The London Perl and Raku Workshop takes place on 26th Oct 2024. If your company depends on Perl, please consider sponsoring and/or attending.

NAME

HTML::Feature - Extract Feature Sentences From HTML Documents

SYNOPSIS

    use HTML::Feature;

    my $f = HTML::Feature->new(enc_type => 'utf8');
    my $result = $f->parse('http://www.perl.com');

    # or $f->parse($html);

    print "Title:"        , $result->title(), "\n";
    print "Description:"  , $result->desc(),  "\n";
    print "Featured Text:", $result->text(),  "\n";



    # a simpler method is, 

    use HTML::Feature qw(feature);
    print scalar feature('http://www.perl.com');

    # very simple!

DESCRIPTION

This module extracst blocks of feature sentences out of an HTML document.

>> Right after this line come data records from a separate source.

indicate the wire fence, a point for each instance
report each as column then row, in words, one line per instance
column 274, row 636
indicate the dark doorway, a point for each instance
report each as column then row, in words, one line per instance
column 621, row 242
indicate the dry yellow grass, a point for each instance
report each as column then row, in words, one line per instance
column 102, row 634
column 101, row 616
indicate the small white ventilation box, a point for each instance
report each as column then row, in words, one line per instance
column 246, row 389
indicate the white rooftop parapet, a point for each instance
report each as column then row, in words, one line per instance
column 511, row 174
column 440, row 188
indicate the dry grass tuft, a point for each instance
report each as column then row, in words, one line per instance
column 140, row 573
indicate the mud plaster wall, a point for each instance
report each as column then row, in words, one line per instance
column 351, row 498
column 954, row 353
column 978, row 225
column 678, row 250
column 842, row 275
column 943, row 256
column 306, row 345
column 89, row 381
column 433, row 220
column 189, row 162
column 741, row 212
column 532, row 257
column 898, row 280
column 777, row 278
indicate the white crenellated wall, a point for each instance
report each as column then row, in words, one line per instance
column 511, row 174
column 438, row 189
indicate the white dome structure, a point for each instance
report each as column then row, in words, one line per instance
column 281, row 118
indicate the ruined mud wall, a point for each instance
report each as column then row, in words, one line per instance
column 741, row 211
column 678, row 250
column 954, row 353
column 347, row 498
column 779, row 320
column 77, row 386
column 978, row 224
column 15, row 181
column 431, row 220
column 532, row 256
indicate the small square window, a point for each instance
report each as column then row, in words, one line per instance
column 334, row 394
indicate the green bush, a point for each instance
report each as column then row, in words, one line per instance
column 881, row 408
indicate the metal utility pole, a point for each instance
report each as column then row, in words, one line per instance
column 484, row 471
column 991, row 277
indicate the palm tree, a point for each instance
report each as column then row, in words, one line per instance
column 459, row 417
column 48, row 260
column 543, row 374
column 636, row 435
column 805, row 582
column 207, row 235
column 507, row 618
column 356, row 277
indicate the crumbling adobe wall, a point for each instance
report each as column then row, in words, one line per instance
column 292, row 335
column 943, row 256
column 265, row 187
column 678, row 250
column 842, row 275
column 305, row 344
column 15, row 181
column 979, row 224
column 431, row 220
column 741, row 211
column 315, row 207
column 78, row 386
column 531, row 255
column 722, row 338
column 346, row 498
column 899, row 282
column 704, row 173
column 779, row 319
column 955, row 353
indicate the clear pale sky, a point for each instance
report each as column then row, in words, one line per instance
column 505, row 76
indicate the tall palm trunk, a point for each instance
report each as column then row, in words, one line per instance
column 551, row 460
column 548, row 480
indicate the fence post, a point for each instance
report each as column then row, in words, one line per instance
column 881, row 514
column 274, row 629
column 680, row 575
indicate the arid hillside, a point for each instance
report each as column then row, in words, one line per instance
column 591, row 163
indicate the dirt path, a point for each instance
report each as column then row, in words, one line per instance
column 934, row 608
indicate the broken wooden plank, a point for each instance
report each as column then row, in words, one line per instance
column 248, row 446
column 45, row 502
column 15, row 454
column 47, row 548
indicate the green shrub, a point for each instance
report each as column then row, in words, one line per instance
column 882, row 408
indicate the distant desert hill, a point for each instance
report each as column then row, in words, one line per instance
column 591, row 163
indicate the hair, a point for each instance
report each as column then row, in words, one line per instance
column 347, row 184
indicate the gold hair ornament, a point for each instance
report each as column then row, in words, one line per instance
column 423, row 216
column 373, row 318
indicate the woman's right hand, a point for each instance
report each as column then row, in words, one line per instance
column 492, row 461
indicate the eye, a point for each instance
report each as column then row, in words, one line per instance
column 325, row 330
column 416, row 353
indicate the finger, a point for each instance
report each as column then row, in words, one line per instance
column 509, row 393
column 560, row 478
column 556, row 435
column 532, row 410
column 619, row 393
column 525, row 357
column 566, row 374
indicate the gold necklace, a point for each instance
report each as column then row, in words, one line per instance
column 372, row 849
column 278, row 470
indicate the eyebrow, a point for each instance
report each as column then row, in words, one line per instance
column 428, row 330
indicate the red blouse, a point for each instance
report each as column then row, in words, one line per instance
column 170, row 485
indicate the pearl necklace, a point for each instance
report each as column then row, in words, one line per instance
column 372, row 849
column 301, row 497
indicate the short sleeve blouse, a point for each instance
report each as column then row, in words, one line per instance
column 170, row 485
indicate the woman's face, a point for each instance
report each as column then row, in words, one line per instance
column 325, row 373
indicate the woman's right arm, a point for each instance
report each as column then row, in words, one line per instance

Unlike other modules that performs similar tasks, this module by default extracts blocks without using morphological analysis, and instead it uses simple statistics processing.

Because of this, HTML::Feature has an advantage over other similar modules in that it can be applied to documents in any language.

METHODS

new()

    my $f = HTML::Feature->new(%param);
    my $f = HTML::Feature->new(
        engine => $class, # backend engine module (default: 'TagStructure') 
        max_bytes => 5000, # max number of bytes per node to analyze (default: '')
        min_bytes => 10, # minimum number of bytes per node to analyze (default is '')
        enc_type => 'euc-jp', # encoding of return values (default: 'utf-8')
        http_proxy => 'http://proxy:3128', # http proxy server (default: '')
   );

Instantiates a new HTML::Feature object. Takes the following parameters

engine

Specifies the class name of the engine that you want to use.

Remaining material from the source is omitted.